Contemporary fiction
Yesteryear
Debut
by Caro Claire Burke
Quick take
A picture-perfect “tradwife” wakes up to a reality that looks nothing like her curated feed. Home sweet homestead?
Good to know
Psychological
Nonlinear timeline
Unlikeable narrator
Mama drama
Synopsis
My name was Natalie Heller Mills, and I was perfect at being alive.
Natalie lives a traditional lifestyle. Her charming farmhouse is rustic, her husband a handsome cowboy, her six children each more delightful than the last. So what if there are nannies and producers behind the scenes, her kitchen hiding industrial-grade fridges and ovens, her husband the heir to a political dynasty? What Natalie’s followers—all 8 million of them—don’t know won’t hurt them. And The Angry Women? The privileged, Ivy League, coastal elite haters who call her an antifeminist iconoclast? They’re sick with jealousy. Because Natalie isn’t simply living the good life, she’s living the ideal—and just so happens to be building an empire from it.
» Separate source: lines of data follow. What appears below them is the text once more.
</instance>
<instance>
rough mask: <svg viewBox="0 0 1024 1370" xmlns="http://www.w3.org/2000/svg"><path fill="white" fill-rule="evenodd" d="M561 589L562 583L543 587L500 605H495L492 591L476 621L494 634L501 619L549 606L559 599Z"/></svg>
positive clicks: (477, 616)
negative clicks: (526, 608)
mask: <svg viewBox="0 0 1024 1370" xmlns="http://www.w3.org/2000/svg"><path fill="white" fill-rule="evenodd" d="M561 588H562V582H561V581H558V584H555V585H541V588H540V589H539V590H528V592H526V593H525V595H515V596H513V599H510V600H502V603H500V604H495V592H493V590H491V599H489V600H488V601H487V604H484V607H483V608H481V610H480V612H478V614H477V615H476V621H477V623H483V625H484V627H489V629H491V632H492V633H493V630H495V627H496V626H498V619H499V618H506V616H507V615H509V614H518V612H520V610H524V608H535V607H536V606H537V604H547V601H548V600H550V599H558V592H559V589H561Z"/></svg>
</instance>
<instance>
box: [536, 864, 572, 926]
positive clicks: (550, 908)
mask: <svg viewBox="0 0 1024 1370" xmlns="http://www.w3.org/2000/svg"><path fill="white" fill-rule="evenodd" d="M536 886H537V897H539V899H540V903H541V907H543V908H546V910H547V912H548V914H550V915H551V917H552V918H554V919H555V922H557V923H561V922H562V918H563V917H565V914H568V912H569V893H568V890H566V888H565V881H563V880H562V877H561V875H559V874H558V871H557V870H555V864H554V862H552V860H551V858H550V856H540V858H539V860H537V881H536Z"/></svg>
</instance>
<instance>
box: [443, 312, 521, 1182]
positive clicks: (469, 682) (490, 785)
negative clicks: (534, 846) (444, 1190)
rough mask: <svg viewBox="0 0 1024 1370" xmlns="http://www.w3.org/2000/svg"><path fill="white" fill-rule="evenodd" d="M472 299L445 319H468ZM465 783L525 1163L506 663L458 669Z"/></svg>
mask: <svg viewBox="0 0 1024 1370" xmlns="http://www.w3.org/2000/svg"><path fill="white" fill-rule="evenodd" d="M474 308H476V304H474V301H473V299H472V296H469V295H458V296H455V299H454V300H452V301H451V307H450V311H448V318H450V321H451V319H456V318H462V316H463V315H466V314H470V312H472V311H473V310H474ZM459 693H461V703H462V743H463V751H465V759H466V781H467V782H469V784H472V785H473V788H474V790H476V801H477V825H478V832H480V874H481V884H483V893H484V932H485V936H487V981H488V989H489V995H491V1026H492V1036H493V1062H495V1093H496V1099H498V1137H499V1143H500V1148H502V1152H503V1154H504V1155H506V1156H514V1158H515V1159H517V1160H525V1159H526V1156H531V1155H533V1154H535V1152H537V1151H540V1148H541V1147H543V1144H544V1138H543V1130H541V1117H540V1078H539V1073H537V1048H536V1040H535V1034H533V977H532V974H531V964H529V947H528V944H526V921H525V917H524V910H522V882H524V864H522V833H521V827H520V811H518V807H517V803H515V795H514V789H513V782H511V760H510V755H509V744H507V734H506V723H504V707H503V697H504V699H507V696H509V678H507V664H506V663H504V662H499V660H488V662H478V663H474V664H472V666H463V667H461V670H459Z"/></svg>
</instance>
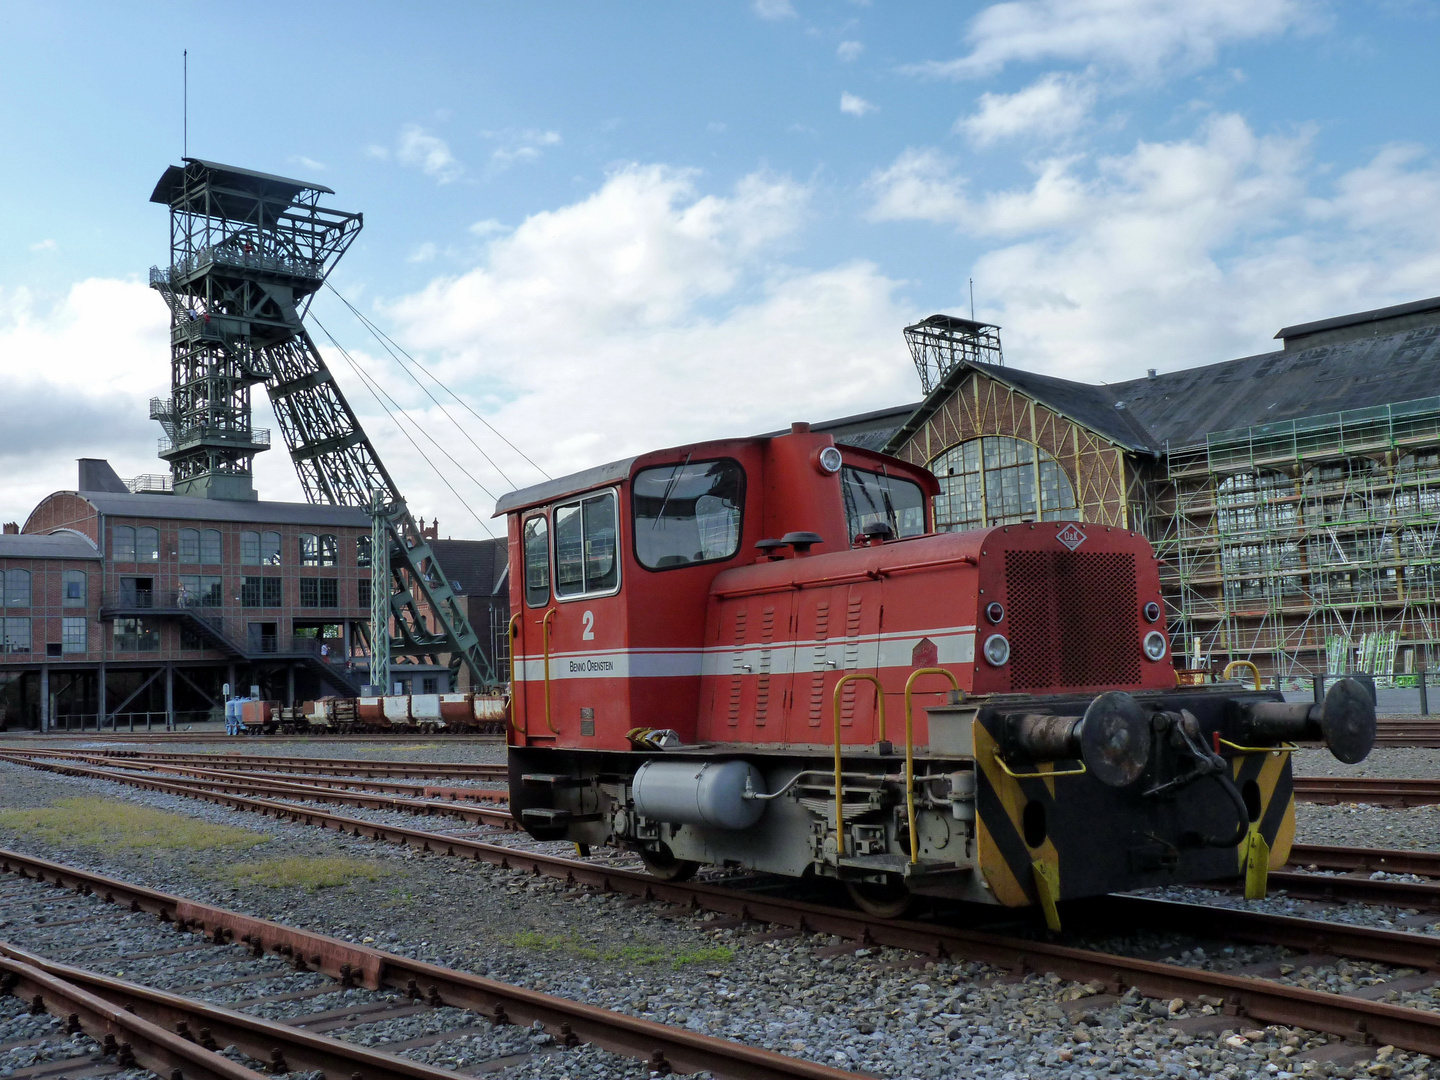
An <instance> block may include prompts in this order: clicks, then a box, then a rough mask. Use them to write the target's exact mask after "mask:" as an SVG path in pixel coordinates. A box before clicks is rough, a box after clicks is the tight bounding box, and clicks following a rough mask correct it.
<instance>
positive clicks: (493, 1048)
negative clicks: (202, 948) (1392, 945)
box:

Until one morning she wakes up in a life that isn’t hers. Her home, her husband, her children—they’re all familiar, but something’s off. Her kitchen is warmed by a sputtering fire rather than electricity, her children are dirty and strange, and her soft-handed husband is suddenly a competent farmer. Just yesterday Natalie was curating photos of homemade jam for her Instagram, and now she’s expected to haul firewood and handwash clothes until her fingers bleed. Has she become the unwitting star of a ruthless reality show? Could it really be time travel? Is she being tested by God? By Satan? When Natalie suffers a brutal injury in the woods, she realizes two things: This is not her beautiful life, and she must escape by any means possible.
Content warning
This book contains scenes depicting domestic abuse.
Read a sample
Get an early look from the first pages of Yesteryear.
Why we chose it...
This provocative story digs deep into the roots of the “tradwife” movement, raising unexpected questions about gender, power, and nostalgia.
Whether you love her or love to hate her, Natalie Heller Mills is a character you won’t easily forget: the savage internal narrative behind her demure facade is dark comedy at its finest.
Part mystery, part contemporary fiction, this genre-bending novel has as many twists and turns as the rural dirt roads of its setting—we couldn’t stop trying (and failing) to guess the ending.